By Armani Davidson ’19
With application deadlines on the horizon, stress mounting, and college less than a year away, seniors are looking for guidance anywhere. I believe some answers for the overworked grade may be hiding in an unexpected source: here are ten reasons why the Class of 2019 should read The Cat in the Hat by Dr. Seuss in preparation for college.
- Above everything, the book is short. College is going to be full of lengthy books, but you can finish The Cat in the Hat in 10 minutes.
- The book opens with two children looking out of a window after their mother leaves; suddenly the Cat enters their house. On a metaphoric level, this is how college will be: your parents will leave and strangers will enter your life.
- The Cat asks the children to play a game with him and breaks their toys. The Cat has no remorse for his actions and ignores the children’s feelings. There will always be people that will put themselves before you and break things, whether they be physical or ideological, that you value.
- The children “did not know what to say” to the Cat because their mother was not home. When the Cat first enters the house, the Fish tells him to leave. The Fish serves as the children’s conscious; every time he speaks he references their mother’s absence. Without your parents giving you guidance or rules, you have to be able to trust your own intuition. When something does not feel right, you need to listen to your conscious, or else someone, like the Cat, will take advantage of you.
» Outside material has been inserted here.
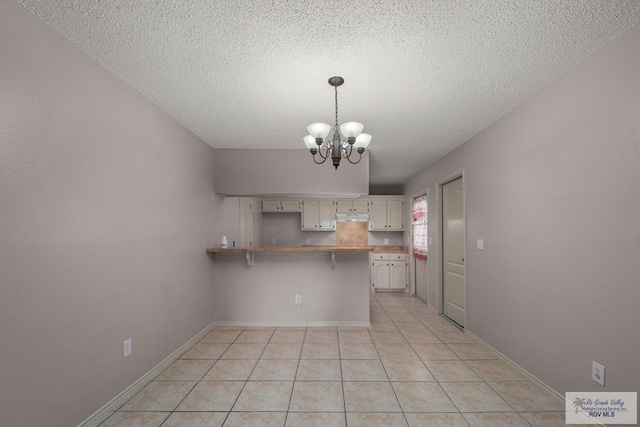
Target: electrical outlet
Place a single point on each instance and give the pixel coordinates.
(597, 373)
(127, 348)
- The Cat distracts the children from the mess he created by bringing Thing 1 and Thing 2. Things 1 and 2 continue to destroy the house and ignore the children begging them to stop. Although distractions are fun at first, they can lead to destruction.
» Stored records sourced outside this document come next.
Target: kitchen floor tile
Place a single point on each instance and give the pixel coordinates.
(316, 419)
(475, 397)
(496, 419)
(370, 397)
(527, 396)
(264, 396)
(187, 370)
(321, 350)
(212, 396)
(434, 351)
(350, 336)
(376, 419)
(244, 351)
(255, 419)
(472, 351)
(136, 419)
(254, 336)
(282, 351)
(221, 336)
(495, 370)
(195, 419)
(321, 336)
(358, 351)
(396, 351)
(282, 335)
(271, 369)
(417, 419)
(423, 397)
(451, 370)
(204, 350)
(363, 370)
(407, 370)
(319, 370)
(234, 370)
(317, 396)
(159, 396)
- The Fish continues to tell the Cat to leave, as the children say nothing, but the Cat ignores him because he “likes it here.” The Cat, selfishly, focuses on himself and puts his own feelings before the children’s. If someone thrives at your expense, then they’re not a true friend.
- The children speak for the first time after Thing 1 and Thing 2 use their mother’s dress as a kite. The children finally yell at the Cat and tell him to leave, which successfully causes him to clean up his mess. You have to speak up for yourself to get what you want.
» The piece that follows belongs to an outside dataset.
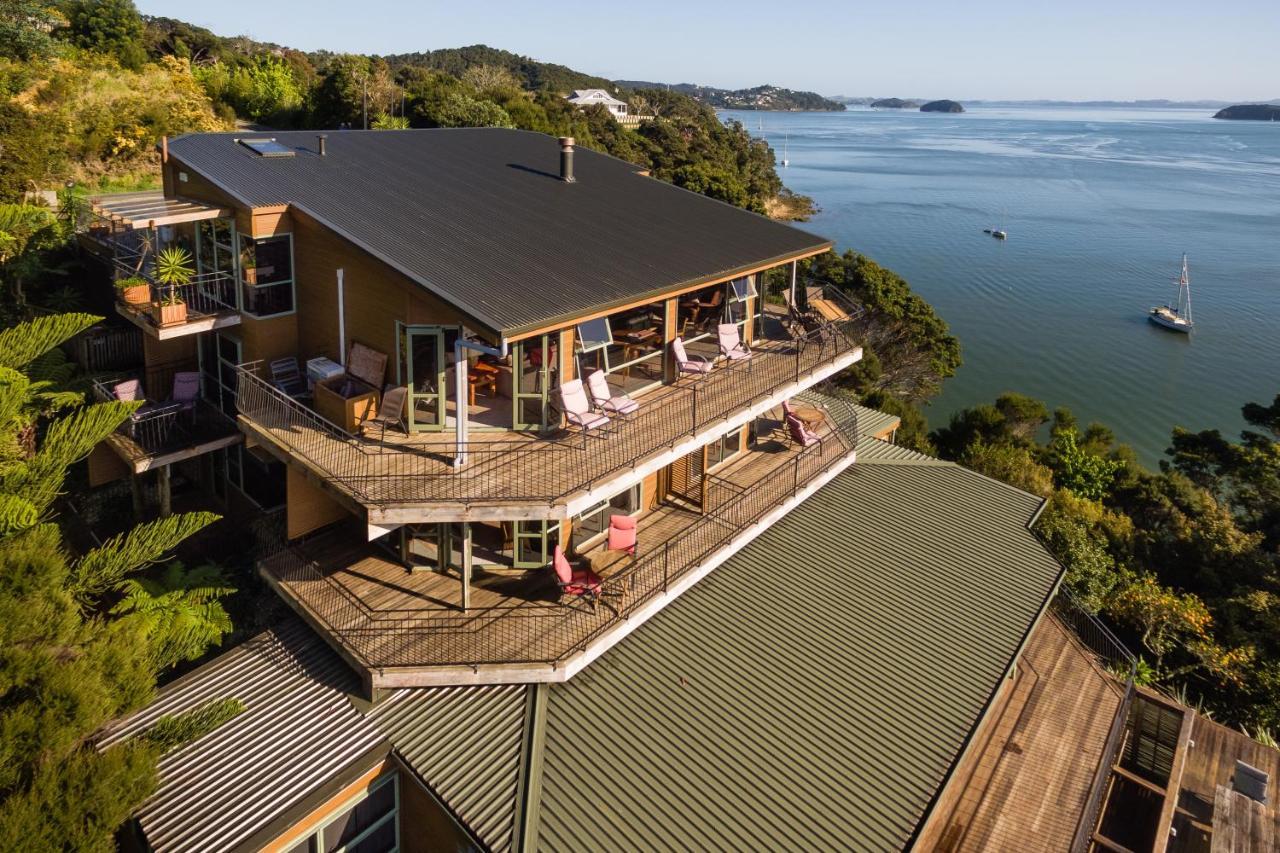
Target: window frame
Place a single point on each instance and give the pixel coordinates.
(291, 282)
(314, 839)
- The children eventually catch Thing 1 and Thing 2 in a net and forcibly remove them from their house when they see their mother approaching the house. The children take action because they are afraid of what their mother will say. Unlike this situation, you are alone at college. You can’t wait for your parents to come to clean up your mess; you have to know your own limits.
- In the end, the mother asks the children, “What did you do?” The reader is left with a question: what would you say if this was your mother? When you come home from college, will you tell your parents everything you did?